Switching gears from canine cuties, Nevermore took a look at our first president with Washington: A Life by Ron Chernow. In Washington, Chernow delves deep into the life of America’s first president and traces his exploits from his adventurous youth in the colonies to the tumultuous first years of the fledgling republic. Our reader, who had already explored Alexander Hamilton, was very excited to pick up Washington. “[It’s] so easy to read and so entertaining,” she said of Chernow’s writing; however, she did notice a significant difference between the works of Hamilton and Washington. “In Alexander Hamilton, Chernow is very generous of Hamilton’s faults. With Washington,” she noted, “not so much.” Despite these differences, she’s curious to see how Chernow will handle Hamilton and Washington crossings. She highly recommended it to her fellow readers, especially those who were already enchanted with Chernow’s Alexander Hamilton.
Next, Nevermore read The Bachelor Girl by Kim van Alkemade. Helen Winthrope is a young, struggling actress, who finds herself under the care of Colonel Jacob Ruppert, an eccentric millionaire, and Albert Kramer, Colonel Ruppert’s secretary. They have an odd relationship, but, even so, Helen finds herself embracing her role as a “bachelor girl”—a woman working and living on her own terms. But not all is smooth sailing for Helen, especially as dark secrets come to light about both Colonel Ruppert and Albert. Our reader picked up van Alkemade’s novel, because she originally enjoyed reading Orphan #8; however, when she picked up The Bachelor Girl, she discovered this novel was very different from what she expected—but in a very good way! She said The Bachelor Girl was an enjoyable novel. “The details are compelling, not lurid...and the ending was a complete surprise,” she told nevermore, and she rated it very highly overall.
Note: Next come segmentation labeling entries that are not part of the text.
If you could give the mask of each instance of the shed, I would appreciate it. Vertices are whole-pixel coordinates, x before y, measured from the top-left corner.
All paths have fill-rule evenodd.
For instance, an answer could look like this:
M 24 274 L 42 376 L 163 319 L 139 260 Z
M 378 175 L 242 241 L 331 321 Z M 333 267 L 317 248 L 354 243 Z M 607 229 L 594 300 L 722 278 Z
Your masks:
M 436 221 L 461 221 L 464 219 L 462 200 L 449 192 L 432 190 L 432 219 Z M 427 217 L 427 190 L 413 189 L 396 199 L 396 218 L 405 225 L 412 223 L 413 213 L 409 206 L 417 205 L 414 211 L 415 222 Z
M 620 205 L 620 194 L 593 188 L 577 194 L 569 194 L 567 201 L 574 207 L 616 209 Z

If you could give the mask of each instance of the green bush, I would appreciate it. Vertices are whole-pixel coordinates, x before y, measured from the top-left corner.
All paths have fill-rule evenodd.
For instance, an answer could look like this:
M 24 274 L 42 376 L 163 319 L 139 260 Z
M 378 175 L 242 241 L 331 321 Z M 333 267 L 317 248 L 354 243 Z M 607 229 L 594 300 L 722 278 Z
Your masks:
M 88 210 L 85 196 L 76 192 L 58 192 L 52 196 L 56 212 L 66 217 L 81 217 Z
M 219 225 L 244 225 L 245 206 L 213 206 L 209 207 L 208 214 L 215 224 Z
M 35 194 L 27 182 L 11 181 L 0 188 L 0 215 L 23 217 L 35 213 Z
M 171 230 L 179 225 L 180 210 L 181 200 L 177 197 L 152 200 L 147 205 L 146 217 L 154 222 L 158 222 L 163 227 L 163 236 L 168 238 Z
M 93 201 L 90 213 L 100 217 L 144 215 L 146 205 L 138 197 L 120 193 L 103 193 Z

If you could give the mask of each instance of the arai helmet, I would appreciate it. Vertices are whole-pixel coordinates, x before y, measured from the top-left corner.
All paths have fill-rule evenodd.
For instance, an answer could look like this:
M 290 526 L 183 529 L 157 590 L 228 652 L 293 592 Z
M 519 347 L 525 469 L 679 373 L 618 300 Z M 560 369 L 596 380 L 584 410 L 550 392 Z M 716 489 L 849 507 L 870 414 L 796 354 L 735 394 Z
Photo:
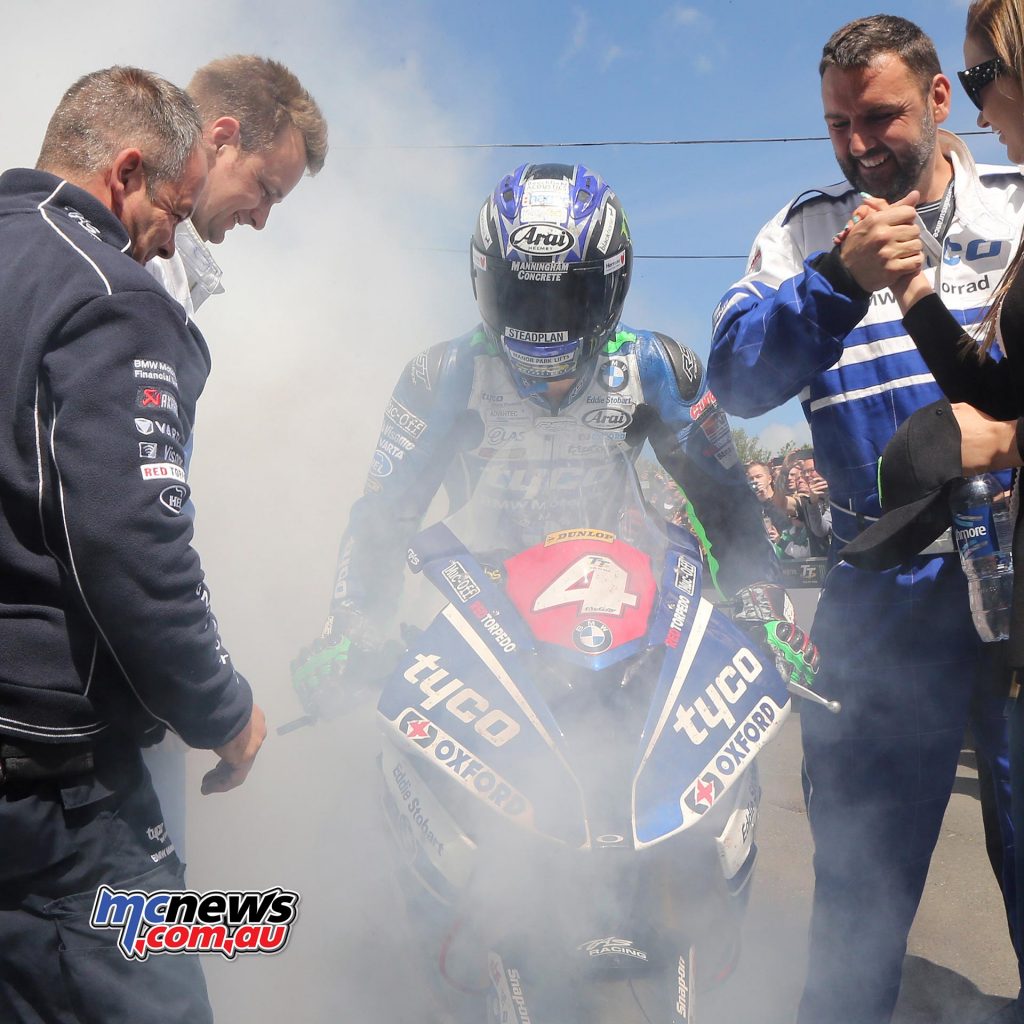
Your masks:
M 615 194 L 582 164 L 523 164 L 484 202 L 470 243 L 483 323 L 523 393 L 573 377 L 622 314 L 633 269 Z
Last, but certainly not least, Nevermore took a crack at a brand-new true crime book: I’ll Be Gone in the Dark: One Woman’s Obsessive Search for the Golden State Killer by Michelle McNamara. In McNamara’s book, she explores the case of the Golden State Killer. Accused of more than fifty assaults and ten murders, the Golden State Killer of Northern California was an elusive mystery for over a decade before he simply disappeared. Thirty years later, McNamara dug up the case and started her own search. Our reader picked up I’ll Be Gone in the Dark after hearing rave reviews for it and he said, after reading it completely, he can highly recommend it. Atmospheric and compelling, alternately enchanting and chilling, I’ll Be Gone in the Dark is really interesting book that’s made all the more captivating by the fact that the Golden State Killer was caught shortly after its publication. Our reader gave it rave reviews and passed it along to the next person in line.